Over the next so many weeks my script really began to take shape. I was on to something good, I thought. I had a compelling antagonist, some decent plot points, and some thorough character development. I had no idea what I would do for an ending, but whatever, I figured I’d cross that bridge when I came to it.

It would be about a month before I saw the ice cream truck, again. Just as before I was at my computer working away at my script, when out of the blue, I heard it. This time it was around 9:30 PM. He shaved some time off his previous record, I joked to myself. So, I went outside to see this strange ice cream man. I recognized it as the same truck as last time, as it zoomed on by, just as before. This time, playing the song “The Entertainer” on full blast. Generally, a nice song, but, pretty creepy after sundown. Now, I couldn’t deny how weird the whole situation was, like, I get that with it being summer and all, kids are out of school, and likely don’t have as strictly enforced of a bedtime, but still, who was this guy looking to sell ice cream to at this hour? I shrugged it off, and went back inside, not thinking anymore about it. As I sat back down to work on my screenplay, I had one final thought. What if this script does get picked up, and goes on to be made into a movie?
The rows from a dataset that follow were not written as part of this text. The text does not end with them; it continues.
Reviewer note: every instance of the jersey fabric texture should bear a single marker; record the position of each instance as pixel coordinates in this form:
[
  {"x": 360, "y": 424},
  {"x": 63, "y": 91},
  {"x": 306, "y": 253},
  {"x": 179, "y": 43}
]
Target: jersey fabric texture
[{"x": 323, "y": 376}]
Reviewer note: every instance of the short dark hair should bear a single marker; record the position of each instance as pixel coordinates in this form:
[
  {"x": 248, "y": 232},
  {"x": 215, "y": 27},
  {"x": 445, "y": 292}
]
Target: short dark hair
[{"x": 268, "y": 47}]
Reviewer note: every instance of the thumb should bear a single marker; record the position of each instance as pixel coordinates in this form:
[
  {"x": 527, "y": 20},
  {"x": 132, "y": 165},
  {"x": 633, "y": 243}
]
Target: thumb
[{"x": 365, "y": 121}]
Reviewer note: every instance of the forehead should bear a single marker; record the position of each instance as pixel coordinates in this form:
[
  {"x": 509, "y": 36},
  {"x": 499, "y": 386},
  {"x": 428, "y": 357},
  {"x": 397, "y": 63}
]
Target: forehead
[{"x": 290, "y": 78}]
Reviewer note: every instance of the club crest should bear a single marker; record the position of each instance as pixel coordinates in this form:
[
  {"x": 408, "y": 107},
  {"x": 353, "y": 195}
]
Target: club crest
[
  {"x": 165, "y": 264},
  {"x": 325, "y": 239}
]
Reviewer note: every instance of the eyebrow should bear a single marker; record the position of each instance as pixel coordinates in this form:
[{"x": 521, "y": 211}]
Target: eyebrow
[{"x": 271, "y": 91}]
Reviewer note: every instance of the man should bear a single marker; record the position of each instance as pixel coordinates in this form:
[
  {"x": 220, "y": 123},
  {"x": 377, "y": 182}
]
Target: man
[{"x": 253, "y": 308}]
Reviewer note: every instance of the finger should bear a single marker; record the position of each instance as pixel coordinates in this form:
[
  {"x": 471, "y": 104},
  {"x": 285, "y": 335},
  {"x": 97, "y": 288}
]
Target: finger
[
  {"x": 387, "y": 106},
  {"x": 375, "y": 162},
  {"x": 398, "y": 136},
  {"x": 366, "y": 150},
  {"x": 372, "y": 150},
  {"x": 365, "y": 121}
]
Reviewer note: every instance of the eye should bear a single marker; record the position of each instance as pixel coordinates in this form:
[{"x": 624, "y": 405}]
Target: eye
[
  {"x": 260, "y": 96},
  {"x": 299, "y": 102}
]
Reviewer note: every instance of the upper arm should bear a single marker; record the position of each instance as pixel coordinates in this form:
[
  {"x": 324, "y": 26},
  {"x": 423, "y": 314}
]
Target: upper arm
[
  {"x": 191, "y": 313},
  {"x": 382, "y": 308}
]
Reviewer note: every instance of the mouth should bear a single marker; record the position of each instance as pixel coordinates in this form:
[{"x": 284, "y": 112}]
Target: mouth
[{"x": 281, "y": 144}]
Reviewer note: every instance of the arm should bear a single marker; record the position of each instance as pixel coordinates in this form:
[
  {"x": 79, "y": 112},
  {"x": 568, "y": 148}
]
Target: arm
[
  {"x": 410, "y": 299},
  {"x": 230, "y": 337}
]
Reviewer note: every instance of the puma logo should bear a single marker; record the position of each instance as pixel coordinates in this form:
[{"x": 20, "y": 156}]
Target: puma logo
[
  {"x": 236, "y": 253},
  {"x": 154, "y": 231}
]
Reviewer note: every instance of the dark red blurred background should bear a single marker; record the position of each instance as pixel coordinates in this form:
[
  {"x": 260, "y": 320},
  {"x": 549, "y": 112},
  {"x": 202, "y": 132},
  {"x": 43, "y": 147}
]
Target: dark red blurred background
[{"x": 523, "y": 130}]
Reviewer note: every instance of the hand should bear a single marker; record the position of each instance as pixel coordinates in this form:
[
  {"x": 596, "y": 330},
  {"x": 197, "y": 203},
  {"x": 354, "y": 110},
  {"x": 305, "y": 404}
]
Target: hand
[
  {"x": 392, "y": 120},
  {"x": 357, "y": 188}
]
Would this guy realize that he was the main influence of the story? I don’t know, but then I figured that any ice cream man who had to work that late into the night, likely didn’t have much time to go to the movies, anyway.

In the following days, I got an immense amount of work done on the script. I was feeling pretty darn proud of myself, for getting so much work done, as well as feeling thankful that something like this just fell into my lap. However, it wasn’t just this late-night mystery ice cream vendor that influenced my story. I also garnered influence from other sources. For instance, on the local news one morning I saw that the body of a local streetwalker had been found in a ditch. Poor girl, I thought, but it gave me an idea for my story for the sadistic ice cream man, who stalked the night, to collect the bodies of those he ran down, and take them to his own secluded personal dumping ground, in the woods. Macabre, I know, but things were coming along so nicely, and I was on a roll.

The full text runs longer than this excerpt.